70% da população dos países modernos e civilizados é obesa. Sou um deles. A razão? Somos sedentários, temos um metabolismo assim, assado… Os nossos vizinhos do continente mais abaixo, que á escala cósmica, estão mesmo encostados a nós, não tem problemas de metabolismo. Para muitos deles, um pouco de farinha e água de qualidade duvidosa, é o necessário para fazer um bolo que lhes traria a maior das felicidades, mas que a nós nos traria apenas repugnância. Os telemóveis são uma clara demonstração de que não somos donos da nossa própria vontade, ainda que é feito de tal modo que pareça ser. Quando o Iphone foi colocado á venda, no 1º dia, houve quem estivesse horas a fio numa fila, para ás tantas da madrugada de uma dia de trabalho, ser dos 1ºs a ter um Iphone. Uma vitória ridícula, dado que 3 dias depois esses Primeiros possuidores daquele objecto de prestigio, já não o eram (de pouco valia ter sido dos primeiros). Mas o mais ridículo, é pagar-se uma fortuna (mais do que muitos ganham num mês) para ter um telemóvel com 40 funções, mas que das quais só sabemos utilizar 3 ou 4. Esta crise traz ao de cima o que de verdadeiramente importante é necessário. Ter um lar, ter alimento e segurança física. Com a crise a chegar (a verdadeira ainda não chegou á base que somos nós) vai a seu tempo impedir de termos aquilo que (pensamos nós) faz de cada um de nós diferente e melhor que o próximo. Procuramos sempre e sempre e fazemos sacrifícios desmesurados para num conjunto de coisas sermos únicos – “Ninguém tem uma mota exactamente igual á minha, um telemóvel como o meu, as calças de marca X, as sapatinhas de marca Y, até uma margarina Dourada para barrar o meu pão biológico, com o meu leite pró cálcio e o meu café que também ele tem uma tampa dourada. Esta do leite pró cálcio é o cúmulo da procura da diferença. É quase como ter-se uma mota pró rodas, ou um vinho pró vermelho, ou gasolina pró explosão. Gasolina. Piada. Existem umas 3 ou 4 gasolinas diferentes. PARA QUÊ? Para que eu (pessoa melhor do que tu) possa gastar mais dinheiro (porque tenho mais do que tu) numa gasolina especial (que tu não podes pagar) para colocar na minha mota única (cuja única pessoa admira, na verdade sou eu), ainda que faça a seguir a mesmíssima coisa que tu (andar na mesma estrada e apanhar os mesmo buracos).
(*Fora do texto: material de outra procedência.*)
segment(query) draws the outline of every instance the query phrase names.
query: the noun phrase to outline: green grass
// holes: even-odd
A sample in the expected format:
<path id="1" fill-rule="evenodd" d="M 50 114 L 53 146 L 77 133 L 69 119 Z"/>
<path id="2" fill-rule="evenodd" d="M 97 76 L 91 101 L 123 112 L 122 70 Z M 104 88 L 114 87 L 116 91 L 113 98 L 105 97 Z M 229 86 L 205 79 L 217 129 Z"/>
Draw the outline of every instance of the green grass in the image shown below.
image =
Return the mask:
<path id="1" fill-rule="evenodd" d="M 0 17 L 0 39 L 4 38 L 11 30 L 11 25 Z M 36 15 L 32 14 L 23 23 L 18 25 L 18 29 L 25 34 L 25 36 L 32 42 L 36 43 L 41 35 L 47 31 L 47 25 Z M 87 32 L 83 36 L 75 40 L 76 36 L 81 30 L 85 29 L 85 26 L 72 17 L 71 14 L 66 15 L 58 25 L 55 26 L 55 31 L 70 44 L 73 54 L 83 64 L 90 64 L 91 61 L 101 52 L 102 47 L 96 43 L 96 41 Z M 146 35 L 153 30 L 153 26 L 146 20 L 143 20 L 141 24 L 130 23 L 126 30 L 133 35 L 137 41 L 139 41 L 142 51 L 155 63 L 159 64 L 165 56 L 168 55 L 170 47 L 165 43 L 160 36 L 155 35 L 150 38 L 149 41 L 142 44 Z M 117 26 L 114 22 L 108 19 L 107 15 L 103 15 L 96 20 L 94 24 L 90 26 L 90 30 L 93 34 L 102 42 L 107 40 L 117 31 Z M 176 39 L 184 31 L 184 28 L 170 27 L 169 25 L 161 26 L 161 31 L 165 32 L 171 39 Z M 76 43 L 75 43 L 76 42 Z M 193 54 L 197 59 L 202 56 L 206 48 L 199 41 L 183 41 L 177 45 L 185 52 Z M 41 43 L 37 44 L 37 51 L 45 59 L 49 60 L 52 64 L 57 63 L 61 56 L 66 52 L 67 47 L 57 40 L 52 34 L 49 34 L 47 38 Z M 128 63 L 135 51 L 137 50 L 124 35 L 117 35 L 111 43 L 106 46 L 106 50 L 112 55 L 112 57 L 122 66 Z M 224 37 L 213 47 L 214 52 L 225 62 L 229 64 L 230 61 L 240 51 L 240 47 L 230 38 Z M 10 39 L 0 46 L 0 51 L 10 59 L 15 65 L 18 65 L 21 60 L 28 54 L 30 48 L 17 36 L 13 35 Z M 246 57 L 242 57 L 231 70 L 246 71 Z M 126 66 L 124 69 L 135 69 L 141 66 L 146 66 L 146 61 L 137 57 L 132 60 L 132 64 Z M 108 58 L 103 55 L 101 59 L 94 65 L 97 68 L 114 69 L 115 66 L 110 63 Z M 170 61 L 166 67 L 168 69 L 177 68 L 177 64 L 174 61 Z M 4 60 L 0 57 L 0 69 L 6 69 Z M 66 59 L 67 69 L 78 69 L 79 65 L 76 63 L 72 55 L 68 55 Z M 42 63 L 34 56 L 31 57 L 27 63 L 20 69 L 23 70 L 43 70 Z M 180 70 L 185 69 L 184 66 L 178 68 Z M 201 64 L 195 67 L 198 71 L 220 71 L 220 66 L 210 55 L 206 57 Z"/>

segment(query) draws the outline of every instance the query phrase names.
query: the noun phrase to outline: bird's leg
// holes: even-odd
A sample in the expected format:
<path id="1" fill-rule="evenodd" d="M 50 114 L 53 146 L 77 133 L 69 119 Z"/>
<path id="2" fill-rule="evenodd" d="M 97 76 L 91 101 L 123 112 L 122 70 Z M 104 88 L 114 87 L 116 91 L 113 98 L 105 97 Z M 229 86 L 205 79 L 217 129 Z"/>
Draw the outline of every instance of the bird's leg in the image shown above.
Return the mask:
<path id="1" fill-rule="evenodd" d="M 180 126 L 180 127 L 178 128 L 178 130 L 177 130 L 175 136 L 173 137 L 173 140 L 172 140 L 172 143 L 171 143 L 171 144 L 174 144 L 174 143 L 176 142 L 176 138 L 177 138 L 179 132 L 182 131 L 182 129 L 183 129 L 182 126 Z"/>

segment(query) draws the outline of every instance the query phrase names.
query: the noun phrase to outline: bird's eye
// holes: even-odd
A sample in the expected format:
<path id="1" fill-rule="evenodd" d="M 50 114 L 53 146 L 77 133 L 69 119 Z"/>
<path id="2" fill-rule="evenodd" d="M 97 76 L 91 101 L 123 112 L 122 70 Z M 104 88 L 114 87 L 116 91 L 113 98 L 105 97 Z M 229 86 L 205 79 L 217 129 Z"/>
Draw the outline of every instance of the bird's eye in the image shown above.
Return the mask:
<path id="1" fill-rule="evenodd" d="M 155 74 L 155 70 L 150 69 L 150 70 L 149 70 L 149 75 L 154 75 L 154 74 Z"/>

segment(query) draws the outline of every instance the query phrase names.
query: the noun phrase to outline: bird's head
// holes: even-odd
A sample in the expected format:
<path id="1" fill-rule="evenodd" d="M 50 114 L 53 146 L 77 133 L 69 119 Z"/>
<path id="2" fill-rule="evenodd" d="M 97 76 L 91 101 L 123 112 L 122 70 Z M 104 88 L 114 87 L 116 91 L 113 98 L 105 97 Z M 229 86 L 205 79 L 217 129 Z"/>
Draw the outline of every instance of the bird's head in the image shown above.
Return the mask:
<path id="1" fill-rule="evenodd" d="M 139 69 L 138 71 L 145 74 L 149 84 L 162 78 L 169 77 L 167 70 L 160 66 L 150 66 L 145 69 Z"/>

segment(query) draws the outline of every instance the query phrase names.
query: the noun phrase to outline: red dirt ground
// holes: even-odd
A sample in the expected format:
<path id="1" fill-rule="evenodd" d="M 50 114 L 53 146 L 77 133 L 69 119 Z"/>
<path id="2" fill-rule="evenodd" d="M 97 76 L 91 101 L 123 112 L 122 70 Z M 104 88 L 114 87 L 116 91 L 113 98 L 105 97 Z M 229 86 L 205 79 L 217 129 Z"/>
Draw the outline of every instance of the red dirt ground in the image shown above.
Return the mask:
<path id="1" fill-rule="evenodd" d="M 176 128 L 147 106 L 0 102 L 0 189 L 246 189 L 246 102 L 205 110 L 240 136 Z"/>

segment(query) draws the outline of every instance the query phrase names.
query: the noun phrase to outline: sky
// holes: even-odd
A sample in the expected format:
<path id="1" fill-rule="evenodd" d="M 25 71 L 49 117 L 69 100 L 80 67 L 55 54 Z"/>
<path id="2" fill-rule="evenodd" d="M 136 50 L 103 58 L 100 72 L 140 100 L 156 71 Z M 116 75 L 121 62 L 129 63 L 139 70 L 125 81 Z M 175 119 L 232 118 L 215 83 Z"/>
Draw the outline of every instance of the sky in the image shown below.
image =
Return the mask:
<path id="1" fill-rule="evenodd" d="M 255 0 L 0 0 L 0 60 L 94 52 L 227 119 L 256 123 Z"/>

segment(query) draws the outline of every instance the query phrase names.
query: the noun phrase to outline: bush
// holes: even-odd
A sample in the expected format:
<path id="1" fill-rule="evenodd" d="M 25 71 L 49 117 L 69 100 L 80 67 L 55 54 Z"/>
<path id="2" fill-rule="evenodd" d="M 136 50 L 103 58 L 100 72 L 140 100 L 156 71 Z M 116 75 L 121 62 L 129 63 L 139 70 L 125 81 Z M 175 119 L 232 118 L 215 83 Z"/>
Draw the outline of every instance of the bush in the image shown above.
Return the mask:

Esta procura da individualidade é tão ridícula, que sabendo que tendo tudo em consideração, sou único e melhor que qualquer um de vós, mas o único que sabe e “aprecia” essa característica…sou eu. Qualquer um de vós está-se a marimbar para “o bom que eu sou”, assim como eu não ligo a mínima para o bom que cada um de vós (pensa que) é.

Crise. O que é a crise? Deixar de poder comprar uma serie de coisas de que na realidade não preciso? Imaginemos que deixa de haver gasolina, electricidade, comida nos super mercados (para a sociedade moderna e dita civilizada, os alimentos vêm dos supermercados). Vamos imaginar essa situação durante um mês. Passamos frio, fome e medo (porque aí vale tudo). Ao fim de um mês, temos uma casa com apenas o necessário. Uma única espécie de água, de pão, de margarina, de leite, etc. Naquele momento encontramos a felicidade, naquilo que desprezávamos e achávamos que era apenas para aquele “inferior” que não tinha escolha. Naquele momento até desejamos que nada mude, porque afinal para ser-se feliz é preciso muito pouco. Afinal já não precisamos de 10 espécies de margarinas diferentes.

Assim que acabei de ter pensamento, cheguei a casa, peguei em duas fatias de pão com cereais nas quais barrei a margarina dourada. Gostei. Foi bastante saboroso. Afinal sou como qualquer um. Mas pelo menos tenho consciência disso."